Each gridworld is defined in its own .txt file.

The file is divided into sections:

• Layout
• Abstraction
• Behaviour
• Rewards

Each section starts with the ===<section name>===.

More details about each aspect of the world generation and enviroment initialization are presented after the example.

Reserved characters (used in Layout section):

• # - wall
• D - door in the wall (player just passes through it)
• E - starting player location
• G - goal location(s)
• T - terminal state. If reached, negative goal reward will be given and episode will be terminated
• @ - behavioural toggle. If this state is reached, all stochastic behaviour will become deterministic and vice versa.

Example World

===Layout===

// E is ego, that is starting position and player indication when rendering
// G is the goal. Once it is reached, the episode terminates. There can be multiple goals.

#########
#   #   #
#   D  E#
#   #   #
##D######
#   # G #
#   D   #
#   #   #
#########

===Abstraction===

// If no abstraction is defined for a tile (tile is empty), x and y coordinates will be returned.

#########
#111#222#
#111D222#
#111#222#
##D######
#333#444#
#333D444#
#333#444#
#########

// Optional mapping of integers/characters to their description/name

2:corridor
3:living_room
4:toilet

===Behaviour===

#########
#1  # 3 #
# 2 D   #
#1  # 2 #
##D######
# 1  #2 #
#   D   #
# 2 #3  #
#########

// Rules
// <rule_id>-<action>-[(<new_action>:<probability>)+]

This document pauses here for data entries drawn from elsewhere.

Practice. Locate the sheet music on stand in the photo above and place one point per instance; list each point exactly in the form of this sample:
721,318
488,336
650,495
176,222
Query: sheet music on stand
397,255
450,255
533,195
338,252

1-up-[up:0.75, right:0.25]
1-down-[down:0.75, right:0.25]
2-left-[left:0.8, up:0.1, down:0.1]
3-right-[right:0.7, down:0.2, left:0.1]

===Rewards===

#########
#   #   #
# a D   #
#*  #   #
##D######
#   #   #
# b D   #
#*  # *c#
#########

// Mapping of reward tile to reward value. Only positive and negative integers are possible.

a:1
b:2
c:3
*:-5

Layout

Layout section is a necessity for minimal working examples. All other sections are optional. All sections should contain the same border structure. In the Layout section, we define the layout of the environment and the starting, goal, and terminal positions.

Rewards define the reward structure, that is whether a positive or a negative reward is received once the player reaches a certain tile.

Abstraction

Abstraction defines abstract outputs player will receive once he is on a tile. If no abstract output is given (for a tile or the whole layout), observations consist of x and y coordinates. If the is_partially_obs parameter of the constructor is set to True (True by default), instead of observing x and y coordinates, a value found on the tile will be returned.

Behaviour

Behaviour defines the transition probabilities between tiles. If the section is not defined, the environment will be deterministic.

To add stochastic behavior to the environment we create "rules". Each tile of the environment can be assigned to a single (or no) rule. If no rule is assigned to a tile the behavior of a tile will be deterministic.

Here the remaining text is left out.